La chica sentiría curiosidad. La señora Cárter no podía evitarlo…

Colgó el auricular y salió del estanco. Eran las cinco y media. El tiempo justo para volver a casa y comprar algunos champiñones por el camino para la cena. A Peter le gustaban, y una buena cena evitaría que le hiciera preguntas sobre el supuesto día de esparcimiento que había pasado en la ciudad.
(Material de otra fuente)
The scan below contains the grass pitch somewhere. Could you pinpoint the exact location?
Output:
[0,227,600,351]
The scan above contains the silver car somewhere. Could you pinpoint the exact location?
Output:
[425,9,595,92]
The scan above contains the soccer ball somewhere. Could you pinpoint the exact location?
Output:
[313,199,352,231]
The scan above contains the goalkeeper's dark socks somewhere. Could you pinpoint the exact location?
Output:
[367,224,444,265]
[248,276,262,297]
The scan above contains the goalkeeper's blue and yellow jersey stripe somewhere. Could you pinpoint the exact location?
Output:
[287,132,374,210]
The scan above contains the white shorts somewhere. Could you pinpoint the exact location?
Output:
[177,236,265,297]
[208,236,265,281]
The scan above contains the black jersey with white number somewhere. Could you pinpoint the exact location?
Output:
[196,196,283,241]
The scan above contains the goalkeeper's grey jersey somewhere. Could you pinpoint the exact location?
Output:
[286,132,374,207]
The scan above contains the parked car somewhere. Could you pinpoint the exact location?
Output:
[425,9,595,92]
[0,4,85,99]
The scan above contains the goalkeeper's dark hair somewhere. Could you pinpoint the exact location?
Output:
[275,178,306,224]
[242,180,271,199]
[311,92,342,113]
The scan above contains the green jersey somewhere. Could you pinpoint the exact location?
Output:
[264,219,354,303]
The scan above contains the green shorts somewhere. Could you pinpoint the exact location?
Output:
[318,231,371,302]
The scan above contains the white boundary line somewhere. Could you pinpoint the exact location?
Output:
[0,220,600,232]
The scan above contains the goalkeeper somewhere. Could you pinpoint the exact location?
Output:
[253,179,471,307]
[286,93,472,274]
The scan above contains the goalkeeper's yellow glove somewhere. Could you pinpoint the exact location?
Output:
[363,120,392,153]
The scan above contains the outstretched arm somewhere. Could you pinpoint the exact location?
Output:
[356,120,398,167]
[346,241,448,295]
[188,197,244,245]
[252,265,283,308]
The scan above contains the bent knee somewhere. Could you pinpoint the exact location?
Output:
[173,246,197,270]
Peter Cárter se paró a comprar un ramo de rosas tardías fuera de la estación… una tácita ofrenda de paz porque, por un día, había pensado en romper la existencia segura y apacible que compartía con Carrie. Después de todo, se había casado con ella, y un hombre tiene que atenerse a sus promesas. Era normal que Carrie prefiriera una vida estable. Se estaba haciendo mayor, la pobre.

Se encontraron en el umbral de Clevedene.

—Hola, cariño.

Él le dio un beso en la mejilla.

—Te he comprado unas flores. —Y le puso los espinosos y húmedos tallos envueltos en papel de seda en la mano.

—Cuidado con el vestido, Peter. Gracias, cariño. ¿Has tenido un día muy ajetreado? Yo también te he traído algo. Champiñones…

Y la puerta de Clevedene se cerró tras ellos.